Em janeiro de 2021, o governo etíope anunciou o Plano de Desenvolvimento de Dez Anos da Etiópia (2021-2030). O Plano visa tornar o país em um “farol africano de prosperidade”, a partir da aceleração do investimento do setor público e privado[6]. Agora, que a Etiópia integra os BRICS é provavel que aumente o interesse dos investidores no país, o que pode também melhorar as condições políticas com seus vizinhos. Por exemplo, a “Grande Barragem da Renascença Etíope” vem sendo contestada pelo Egito por conta das consequencias sobre o fluxo de água no Rio Nilo. Na medida em que os dois países fazem parte dos BRICS é provável que as desavenças em torno dessa questão sejam resolvidas.

E o que o Ocidente, mais especificamente os Estados Unidos, oferece? Protestam porque o Banco Mundial está sendo excluído dos projetos de financiamento, assim como o FMI na renegocição das dívidas; lamentam que o financiamento chinês não vem acompanhado de condicionalidades relacionadas à adoção de políticas neoliberais e políticas pró-Ocidente.
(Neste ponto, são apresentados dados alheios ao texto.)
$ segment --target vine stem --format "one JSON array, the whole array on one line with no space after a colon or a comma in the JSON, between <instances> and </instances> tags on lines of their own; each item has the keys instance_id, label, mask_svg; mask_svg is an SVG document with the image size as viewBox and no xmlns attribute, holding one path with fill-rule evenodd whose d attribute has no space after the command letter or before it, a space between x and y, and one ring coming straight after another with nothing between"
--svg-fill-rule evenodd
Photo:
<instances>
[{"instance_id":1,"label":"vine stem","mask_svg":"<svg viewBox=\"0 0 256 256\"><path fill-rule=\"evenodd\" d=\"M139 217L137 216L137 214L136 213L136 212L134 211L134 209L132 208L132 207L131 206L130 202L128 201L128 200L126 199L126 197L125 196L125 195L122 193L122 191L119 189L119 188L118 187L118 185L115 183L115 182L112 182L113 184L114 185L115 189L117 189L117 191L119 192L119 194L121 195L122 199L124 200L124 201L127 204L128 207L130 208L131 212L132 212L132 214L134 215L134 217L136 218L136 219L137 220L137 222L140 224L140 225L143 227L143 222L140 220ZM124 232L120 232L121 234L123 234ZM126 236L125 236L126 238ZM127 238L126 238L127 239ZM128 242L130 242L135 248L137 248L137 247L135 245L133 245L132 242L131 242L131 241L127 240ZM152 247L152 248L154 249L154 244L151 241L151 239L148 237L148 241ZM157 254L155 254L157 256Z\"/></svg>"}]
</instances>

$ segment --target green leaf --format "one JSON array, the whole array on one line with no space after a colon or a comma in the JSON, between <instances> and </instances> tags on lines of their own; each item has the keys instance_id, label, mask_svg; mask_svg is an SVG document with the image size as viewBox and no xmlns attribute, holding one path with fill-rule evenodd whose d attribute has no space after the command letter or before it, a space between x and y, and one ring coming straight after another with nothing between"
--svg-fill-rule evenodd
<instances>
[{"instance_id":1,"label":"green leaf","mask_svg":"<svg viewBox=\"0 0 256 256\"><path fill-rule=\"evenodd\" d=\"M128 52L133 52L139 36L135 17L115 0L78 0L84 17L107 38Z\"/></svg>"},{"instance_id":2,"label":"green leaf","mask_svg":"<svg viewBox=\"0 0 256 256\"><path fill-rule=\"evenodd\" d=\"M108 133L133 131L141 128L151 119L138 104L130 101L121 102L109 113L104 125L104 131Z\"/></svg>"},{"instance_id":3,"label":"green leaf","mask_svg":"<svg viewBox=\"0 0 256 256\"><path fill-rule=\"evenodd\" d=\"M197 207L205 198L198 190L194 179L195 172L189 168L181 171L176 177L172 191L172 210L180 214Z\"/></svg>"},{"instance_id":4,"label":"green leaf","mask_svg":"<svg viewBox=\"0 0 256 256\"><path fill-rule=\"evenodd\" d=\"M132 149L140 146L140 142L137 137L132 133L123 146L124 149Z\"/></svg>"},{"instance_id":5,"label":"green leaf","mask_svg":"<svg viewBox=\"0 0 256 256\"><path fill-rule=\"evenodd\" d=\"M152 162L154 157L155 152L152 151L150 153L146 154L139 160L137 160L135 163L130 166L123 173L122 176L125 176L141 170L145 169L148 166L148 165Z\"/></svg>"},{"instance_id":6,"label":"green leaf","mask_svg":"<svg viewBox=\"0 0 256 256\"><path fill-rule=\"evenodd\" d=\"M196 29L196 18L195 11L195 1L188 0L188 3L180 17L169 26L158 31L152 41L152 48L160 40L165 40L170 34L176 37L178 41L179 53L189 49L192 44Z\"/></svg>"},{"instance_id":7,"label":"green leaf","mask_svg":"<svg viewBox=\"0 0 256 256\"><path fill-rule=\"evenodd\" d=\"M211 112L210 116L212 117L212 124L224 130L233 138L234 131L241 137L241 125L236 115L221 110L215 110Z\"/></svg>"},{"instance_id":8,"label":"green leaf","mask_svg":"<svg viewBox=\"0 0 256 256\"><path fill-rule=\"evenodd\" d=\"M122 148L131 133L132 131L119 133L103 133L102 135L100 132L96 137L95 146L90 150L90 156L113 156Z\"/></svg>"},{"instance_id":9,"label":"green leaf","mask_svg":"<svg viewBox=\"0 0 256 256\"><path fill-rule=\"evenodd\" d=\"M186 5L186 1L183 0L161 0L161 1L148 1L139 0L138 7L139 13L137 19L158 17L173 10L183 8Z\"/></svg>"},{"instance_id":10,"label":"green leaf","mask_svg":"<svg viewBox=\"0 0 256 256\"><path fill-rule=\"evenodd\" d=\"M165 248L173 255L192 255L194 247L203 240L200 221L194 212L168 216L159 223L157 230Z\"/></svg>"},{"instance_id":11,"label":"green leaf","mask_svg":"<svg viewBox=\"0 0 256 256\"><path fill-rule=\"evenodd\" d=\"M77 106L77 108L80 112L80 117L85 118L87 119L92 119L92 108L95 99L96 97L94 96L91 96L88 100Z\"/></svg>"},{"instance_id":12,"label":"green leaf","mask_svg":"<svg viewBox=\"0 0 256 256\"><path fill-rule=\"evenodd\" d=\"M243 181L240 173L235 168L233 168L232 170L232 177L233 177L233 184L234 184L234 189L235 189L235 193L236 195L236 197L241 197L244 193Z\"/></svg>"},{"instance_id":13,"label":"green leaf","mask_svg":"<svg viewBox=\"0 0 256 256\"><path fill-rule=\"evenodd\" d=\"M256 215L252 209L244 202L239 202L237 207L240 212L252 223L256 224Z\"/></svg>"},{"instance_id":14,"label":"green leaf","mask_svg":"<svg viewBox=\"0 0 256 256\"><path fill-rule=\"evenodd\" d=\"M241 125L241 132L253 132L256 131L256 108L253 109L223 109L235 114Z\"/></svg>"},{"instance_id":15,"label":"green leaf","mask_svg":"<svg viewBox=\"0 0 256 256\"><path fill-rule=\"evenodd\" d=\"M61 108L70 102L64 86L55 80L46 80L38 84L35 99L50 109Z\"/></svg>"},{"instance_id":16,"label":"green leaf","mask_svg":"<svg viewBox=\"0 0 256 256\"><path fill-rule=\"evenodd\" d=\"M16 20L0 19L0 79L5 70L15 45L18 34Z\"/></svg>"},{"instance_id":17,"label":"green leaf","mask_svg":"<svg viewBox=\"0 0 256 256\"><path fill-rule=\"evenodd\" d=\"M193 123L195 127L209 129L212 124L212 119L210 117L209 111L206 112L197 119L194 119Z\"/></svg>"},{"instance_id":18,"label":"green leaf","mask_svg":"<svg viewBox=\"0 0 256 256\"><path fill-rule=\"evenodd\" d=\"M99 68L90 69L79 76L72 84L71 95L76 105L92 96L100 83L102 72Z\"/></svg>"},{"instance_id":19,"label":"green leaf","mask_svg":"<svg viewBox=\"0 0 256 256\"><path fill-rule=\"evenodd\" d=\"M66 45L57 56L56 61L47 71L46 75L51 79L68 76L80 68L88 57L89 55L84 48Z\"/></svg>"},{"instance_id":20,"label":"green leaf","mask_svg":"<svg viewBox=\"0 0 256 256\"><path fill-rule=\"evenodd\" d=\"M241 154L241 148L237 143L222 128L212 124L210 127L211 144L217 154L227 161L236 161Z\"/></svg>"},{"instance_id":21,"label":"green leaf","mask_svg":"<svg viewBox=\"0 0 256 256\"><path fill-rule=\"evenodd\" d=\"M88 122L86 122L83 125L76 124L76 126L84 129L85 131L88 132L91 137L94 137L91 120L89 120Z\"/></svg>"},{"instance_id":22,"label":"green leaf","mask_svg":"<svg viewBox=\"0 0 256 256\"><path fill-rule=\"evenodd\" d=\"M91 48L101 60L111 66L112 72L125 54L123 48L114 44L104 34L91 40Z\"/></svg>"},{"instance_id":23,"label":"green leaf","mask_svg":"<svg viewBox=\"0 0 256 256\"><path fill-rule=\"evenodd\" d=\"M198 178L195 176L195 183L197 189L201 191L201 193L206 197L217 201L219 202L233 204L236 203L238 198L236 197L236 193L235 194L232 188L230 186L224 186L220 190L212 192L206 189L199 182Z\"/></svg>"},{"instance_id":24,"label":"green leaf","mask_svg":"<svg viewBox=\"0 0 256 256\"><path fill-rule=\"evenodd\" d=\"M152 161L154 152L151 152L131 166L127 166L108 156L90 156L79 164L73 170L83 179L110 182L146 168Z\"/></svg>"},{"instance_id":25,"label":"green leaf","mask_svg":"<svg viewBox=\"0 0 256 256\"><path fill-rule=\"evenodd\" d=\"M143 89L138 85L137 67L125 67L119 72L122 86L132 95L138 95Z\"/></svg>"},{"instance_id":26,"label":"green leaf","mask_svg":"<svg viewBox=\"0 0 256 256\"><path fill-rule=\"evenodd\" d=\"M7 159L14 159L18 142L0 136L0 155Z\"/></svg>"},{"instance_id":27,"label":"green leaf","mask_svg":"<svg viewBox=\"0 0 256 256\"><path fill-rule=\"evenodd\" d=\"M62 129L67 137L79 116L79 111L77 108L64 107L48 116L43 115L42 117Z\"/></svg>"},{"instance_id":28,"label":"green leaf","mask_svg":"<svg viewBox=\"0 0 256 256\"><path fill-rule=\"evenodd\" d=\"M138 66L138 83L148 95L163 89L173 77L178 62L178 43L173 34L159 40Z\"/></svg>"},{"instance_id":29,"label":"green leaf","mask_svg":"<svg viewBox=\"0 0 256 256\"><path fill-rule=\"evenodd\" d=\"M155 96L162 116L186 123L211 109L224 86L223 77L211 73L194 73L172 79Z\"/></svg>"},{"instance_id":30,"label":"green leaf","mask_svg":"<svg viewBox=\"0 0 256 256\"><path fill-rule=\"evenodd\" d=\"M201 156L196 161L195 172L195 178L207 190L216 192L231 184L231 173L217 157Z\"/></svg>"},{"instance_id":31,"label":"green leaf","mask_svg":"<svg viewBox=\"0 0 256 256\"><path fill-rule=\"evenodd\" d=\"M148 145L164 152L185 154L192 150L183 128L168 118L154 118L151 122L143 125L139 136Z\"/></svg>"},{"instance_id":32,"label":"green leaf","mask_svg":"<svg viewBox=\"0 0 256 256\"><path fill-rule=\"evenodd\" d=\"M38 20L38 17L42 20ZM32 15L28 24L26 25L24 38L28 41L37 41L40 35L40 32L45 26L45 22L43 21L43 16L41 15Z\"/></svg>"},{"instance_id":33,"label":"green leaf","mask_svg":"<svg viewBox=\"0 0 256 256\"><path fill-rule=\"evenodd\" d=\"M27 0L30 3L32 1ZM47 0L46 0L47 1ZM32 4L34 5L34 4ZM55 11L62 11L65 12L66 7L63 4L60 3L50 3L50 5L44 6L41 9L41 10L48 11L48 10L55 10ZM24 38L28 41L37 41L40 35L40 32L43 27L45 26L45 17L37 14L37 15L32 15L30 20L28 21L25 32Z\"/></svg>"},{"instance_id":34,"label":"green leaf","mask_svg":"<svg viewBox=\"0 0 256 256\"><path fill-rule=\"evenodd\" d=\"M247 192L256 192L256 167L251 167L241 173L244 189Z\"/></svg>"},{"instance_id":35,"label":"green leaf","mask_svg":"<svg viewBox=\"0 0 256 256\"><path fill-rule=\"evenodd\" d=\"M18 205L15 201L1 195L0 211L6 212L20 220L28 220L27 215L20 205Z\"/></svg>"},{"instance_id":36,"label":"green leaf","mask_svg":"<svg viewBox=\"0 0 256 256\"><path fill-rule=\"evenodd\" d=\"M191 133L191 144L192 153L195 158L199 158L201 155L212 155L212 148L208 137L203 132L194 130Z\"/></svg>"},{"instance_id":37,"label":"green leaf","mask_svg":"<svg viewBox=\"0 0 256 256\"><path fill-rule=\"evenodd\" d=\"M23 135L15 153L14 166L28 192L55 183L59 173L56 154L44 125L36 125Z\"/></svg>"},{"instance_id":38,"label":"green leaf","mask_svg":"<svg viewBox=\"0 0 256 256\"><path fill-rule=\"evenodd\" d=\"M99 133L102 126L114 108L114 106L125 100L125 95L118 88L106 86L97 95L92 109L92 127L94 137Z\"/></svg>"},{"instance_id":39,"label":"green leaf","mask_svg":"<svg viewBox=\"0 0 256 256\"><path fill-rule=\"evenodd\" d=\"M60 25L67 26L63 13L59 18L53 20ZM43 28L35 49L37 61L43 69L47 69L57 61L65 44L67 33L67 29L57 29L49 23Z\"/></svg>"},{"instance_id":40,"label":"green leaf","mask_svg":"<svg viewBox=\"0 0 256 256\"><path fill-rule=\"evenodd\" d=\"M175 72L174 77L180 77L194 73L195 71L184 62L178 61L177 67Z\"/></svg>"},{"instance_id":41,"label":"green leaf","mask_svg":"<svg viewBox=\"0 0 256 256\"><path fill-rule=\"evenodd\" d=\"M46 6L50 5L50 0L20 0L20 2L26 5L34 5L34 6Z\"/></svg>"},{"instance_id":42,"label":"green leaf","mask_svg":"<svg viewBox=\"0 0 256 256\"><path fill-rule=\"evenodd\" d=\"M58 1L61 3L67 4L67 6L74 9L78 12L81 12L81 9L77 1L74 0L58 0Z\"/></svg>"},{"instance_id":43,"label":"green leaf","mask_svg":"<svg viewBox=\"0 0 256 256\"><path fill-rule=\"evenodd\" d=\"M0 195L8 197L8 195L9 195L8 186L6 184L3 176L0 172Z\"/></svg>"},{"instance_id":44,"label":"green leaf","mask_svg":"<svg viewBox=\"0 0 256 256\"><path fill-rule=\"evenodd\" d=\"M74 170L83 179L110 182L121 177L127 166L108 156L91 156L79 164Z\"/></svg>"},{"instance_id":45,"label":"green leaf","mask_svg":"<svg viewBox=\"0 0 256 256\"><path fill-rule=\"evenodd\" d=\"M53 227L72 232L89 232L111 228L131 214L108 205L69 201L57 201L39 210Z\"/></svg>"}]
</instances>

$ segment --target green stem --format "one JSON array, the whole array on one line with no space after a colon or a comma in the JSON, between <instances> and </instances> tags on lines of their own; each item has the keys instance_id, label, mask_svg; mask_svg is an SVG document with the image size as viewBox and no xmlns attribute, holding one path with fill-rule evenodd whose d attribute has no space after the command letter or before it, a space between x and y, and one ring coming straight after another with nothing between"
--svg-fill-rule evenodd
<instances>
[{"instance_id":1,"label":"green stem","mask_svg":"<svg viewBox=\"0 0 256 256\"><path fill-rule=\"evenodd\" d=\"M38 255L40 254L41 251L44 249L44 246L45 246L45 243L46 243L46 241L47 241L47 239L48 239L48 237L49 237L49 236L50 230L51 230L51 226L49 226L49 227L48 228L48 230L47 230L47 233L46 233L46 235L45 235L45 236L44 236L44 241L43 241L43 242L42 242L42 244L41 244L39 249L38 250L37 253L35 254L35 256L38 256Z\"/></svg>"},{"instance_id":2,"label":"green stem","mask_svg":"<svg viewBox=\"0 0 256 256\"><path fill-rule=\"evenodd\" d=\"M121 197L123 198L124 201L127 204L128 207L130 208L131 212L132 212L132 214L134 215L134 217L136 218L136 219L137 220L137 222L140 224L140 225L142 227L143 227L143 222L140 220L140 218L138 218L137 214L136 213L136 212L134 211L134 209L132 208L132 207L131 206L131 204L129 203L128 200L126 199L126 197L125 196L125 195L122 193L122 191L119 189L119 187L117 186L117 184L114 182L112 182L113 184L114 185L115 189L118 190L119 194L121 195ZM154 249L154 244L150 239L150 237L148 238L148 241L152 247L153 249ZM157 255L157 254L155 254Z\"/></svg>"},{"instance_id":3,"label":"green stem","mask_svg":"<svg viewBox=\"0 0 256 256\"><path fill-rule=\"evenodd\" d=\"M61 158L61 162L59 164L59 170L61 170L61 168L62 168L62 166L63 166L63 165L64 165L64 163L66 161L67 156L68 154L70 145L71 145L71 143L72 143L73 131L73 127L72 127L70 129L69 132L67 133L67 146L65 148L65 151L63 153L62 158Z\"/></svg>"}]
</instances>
Enquanto isso, em junho deste ano, Washington cortou a ajuda alimentar concedida a Etiópia com o argumento de que a ajuda não chegava as pessoas necessitadas. Isso no momento que o Chifre da Africa enfrenta a pior seca das últimas quatro décadas.

Logo, não é surpreendente que a Etiópia, e os países africanos em geral, tem preferido estar mais próximo da China do que do Ocidente.


[1] Fiori, José Luís. “Novo BRICS saco                         de a geopolítica global”. Tutameia, 26 de agosto de 2023. Disponível em: https://tutameia.jor.br/novo-brics-explode-a-ordem-internacional/. Acesso em: 09 de setembro de 2023.

[2] Léauthier, Alain; Dedieu, Franck. “Élargissement des Brics : un nouveau Yalta… sans nous”  Marianne, 2 de setembro de 2023. Disponível em: https://www.marianne.net/monde/elargissement-des-brics-la-revanche-du-sud-global-face-aux-occidentaux Acesso em: 09 de setembro de 2023.

[3] The violence in Ethiopia imperils an impressive growth record. The Economist, 20 de novembro de 2021. Disponível em https://www.economist.com/finance-and-economics/2021/11/20/the-violence-in-ethiopia-imperils-an-impressive-growth-record. Acesso em: 02 de setembro de 2023.

[4] African Development Bank Group. “Ethiopia: Accelerating Reforms for Inclusive Growth and Structural Transformation” – Country Diagnostic Note, dezembro de 2021.

[5] “Parques industriais construídos pela China impulsionam ambição da Etiópia no setor manufatureiro e na criação de empregos” Xinhua Português, 30 de agosto de 2019. Disponível em: <http://portuguese.xinhuanet.com/2019-08/30/c_138350977.htm>. Acesso em: 07 de setembro de 2023.

[6] African Development Bank Group. “Ethiopia: Accelerating Reforms for Inclusive Growth and Structural Transformation” – Country Diagnostic Note, dezembro de 2021.